Premières compétitions sportives
Très tôt, la concurrence française et suisse pousse les municipalités concernées à développer des politiques destinées à attirer et fidéliser une clientèle rare. Chamonix, là-encore, montre l'exemple et organise d'ailleurs en 1924 une semaine internationale de sports d'hiver qui, un an plus tard, sera requalifiée de Premiers Jeux olympiques d'hiver de l'histoire par le Comité International Olympique. L'organisation de compétitions internationales et l'invitation de champions réputés constituent alors des stratégies assez communes que le Grand Prix de Ski de Megève, à la sortie de la Seconde Guerre mondiale, illustre particulièrement bien.
Création de nouvelles stations
Dès la fin des années 1930, la saturation de ces lieux réservés, le recul de l'économie pastorale et l'engouement pour le ski alpin favorisent le lancement de nouvelles stations, construites souvent sur des sites quasiment vierges et en altitude cette fois. Val d'Isère ou l'Alpes d'Huez connaissent alors un succès rapide, mais dans la période de reconstruction qui suit la Libération, la nécessité de produire de l'événement pour se faire connaître conduit par exemple l'Alpe d'Huez à devenir une étape récurrente du Tour de France à partir de 1952.

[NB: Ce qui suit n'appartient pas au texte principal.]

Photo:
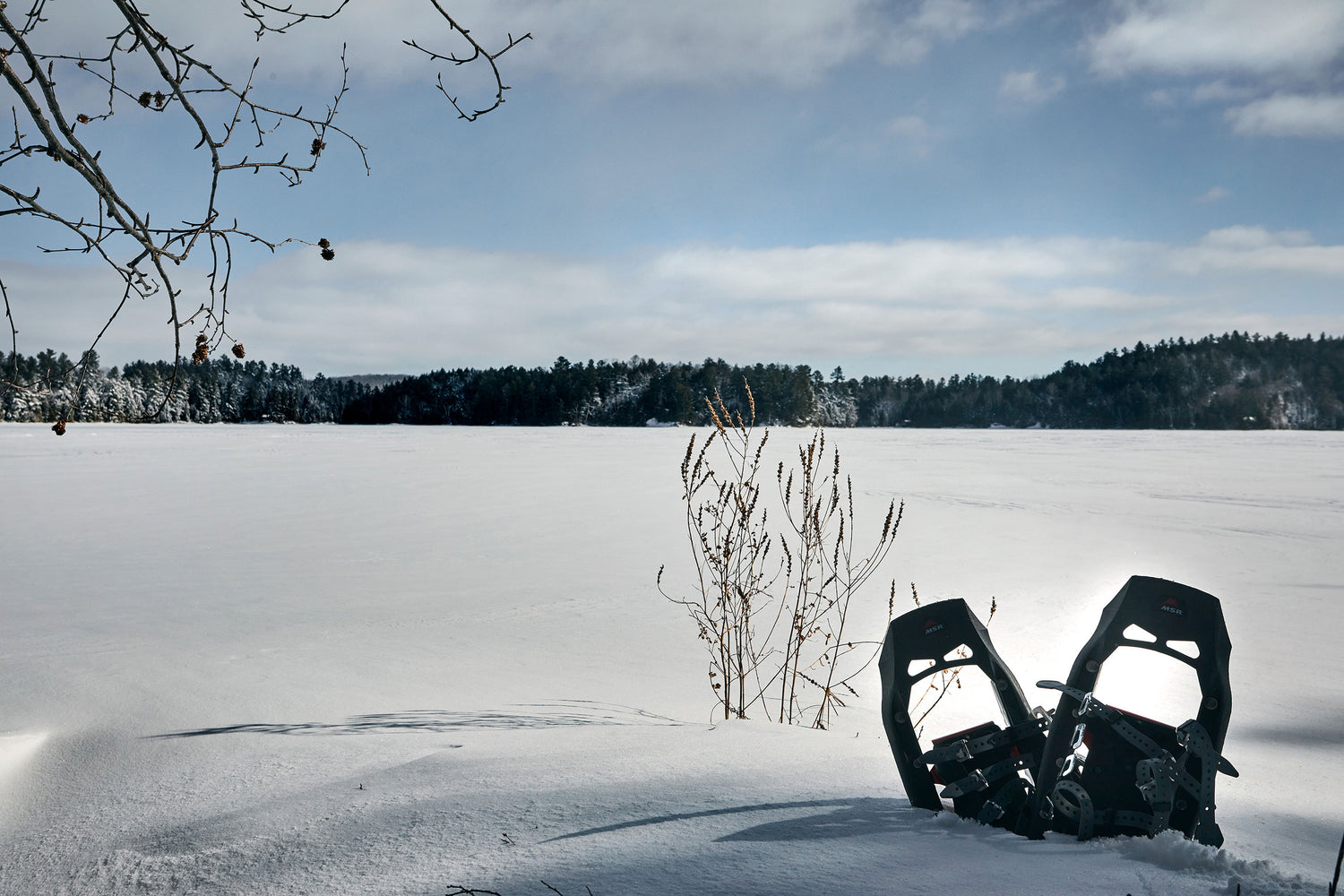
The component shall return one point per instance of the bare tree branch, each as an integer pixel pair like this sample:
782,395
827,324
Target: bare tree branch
168,80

Ces années sont marquées par des hésitations quant au public à attirer : faut-il démocratiser les sports d'hiver, comme le pense alors le Conseil Général de Savoie en lançant Courchevel en 1946 ? Ou convient-il plutôt de maintenir leur caractère élitiste ?
Les années 60 : la ruée vers l'or blanc
Les stations « skis aux pieds »
Dans les années 1960 et 1970, la réponse dominante ne laisse place à aucune ambiguïté. Les promesses du marché de la neige ne sont perçues qu'en tant qu'elles concernent une clientèle riche, urbaine, jeune, sportive et si possible étrangère. Cette doctrine provoque l'émergence d'un nouveau concept de stations, dites intégrées que l'on retrouve avec Flaine, Les Arcs, la Plagne ou encore Avoriaz.

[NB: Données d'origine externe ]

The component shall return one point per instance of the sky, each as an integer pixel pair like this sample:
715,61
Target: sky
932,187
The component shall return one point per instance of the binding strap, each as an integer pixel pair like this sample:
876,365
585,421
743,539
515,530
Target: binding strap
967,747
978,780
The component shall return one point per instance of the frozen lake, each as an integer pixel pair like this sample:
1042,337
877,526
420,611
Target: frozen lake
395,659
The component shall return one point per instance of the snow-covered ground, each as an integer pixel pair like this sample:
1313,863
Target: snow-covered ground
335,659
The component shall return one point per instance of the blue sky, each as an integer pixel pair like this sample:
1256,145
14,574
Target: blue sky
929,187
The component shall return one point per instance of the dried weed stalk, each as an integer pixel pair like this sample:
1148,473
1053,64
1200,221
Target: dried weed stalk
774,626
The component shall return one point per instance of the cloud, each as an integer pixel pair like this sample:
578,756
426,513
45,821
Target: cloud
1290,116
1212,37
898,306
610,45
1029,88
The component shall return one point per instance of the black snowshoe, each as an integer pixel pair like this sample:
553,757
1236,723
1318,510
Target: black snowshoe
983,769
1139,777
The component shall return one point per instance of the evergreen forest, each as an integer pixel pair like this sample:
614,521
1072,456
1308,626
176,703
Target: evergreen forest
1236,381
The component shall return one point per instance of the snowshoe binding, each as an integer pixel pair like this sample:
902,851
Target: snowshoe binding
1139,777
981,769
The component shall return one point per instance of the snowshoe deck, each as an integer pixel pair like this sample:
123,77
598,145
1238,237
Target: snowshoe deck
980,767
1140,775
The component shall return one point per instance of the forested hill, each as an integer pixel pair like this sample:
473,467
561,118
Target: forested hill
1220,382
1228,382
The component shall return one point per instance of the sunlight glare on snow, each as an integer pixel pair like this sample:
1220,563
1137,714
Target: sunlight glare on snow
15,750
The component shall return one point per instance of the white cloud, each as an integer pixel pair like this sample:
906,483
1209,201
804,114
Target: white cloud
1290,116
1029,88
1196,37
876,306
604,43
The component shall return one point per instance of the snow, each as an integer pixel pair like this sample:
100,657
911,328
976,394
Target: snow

La nouvelle station d'Avoriaz
Le reportage est consacré à la station de sports d'hiver dont Jean Vuarnet est l'initiateur : Avoriaz. Cette station est unique, les voitures y sont interdites, et tout a été conçu pour la pratique du ski. L'architecture a été voulue moderne mais adaptée au site.

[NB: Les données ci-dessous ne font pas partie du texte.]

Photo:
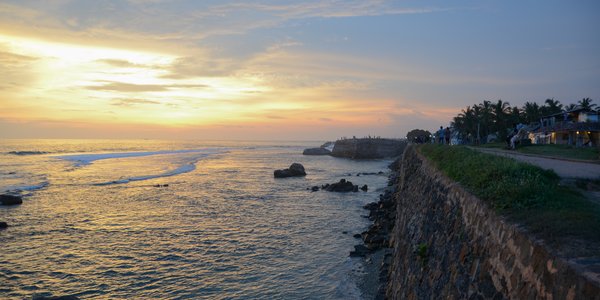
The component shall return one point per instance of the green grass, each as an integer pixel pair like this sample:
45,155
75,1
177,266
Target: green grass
559,151
526,194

Celles-ci sont généralement à l'initiative d'un seul promoteur et non plus d'une municipalité. Elles sont construites sur un espace vierge, en altitude, et privilégient une urbanisation spécifique qui sépare les flux d'arrivants véhiculés et les flux de skieurs de part et d'autre d'un ensemble immobilier souvent constitué de bâtiments de quelques étages. Ces stations faisant le pari du ski alpin comme principal intérêt des touristes, font de l'équipement des pistes un point essentiel. Au cœur des « Trente glorieuses », la disponibilité de capitaux et l'intérêt bien compris des banques d'affaires créent ainsi une offre sensée répondre à une demande croissante pour les espaces naturels et les loisirs actifs d'une population à hauts revenus.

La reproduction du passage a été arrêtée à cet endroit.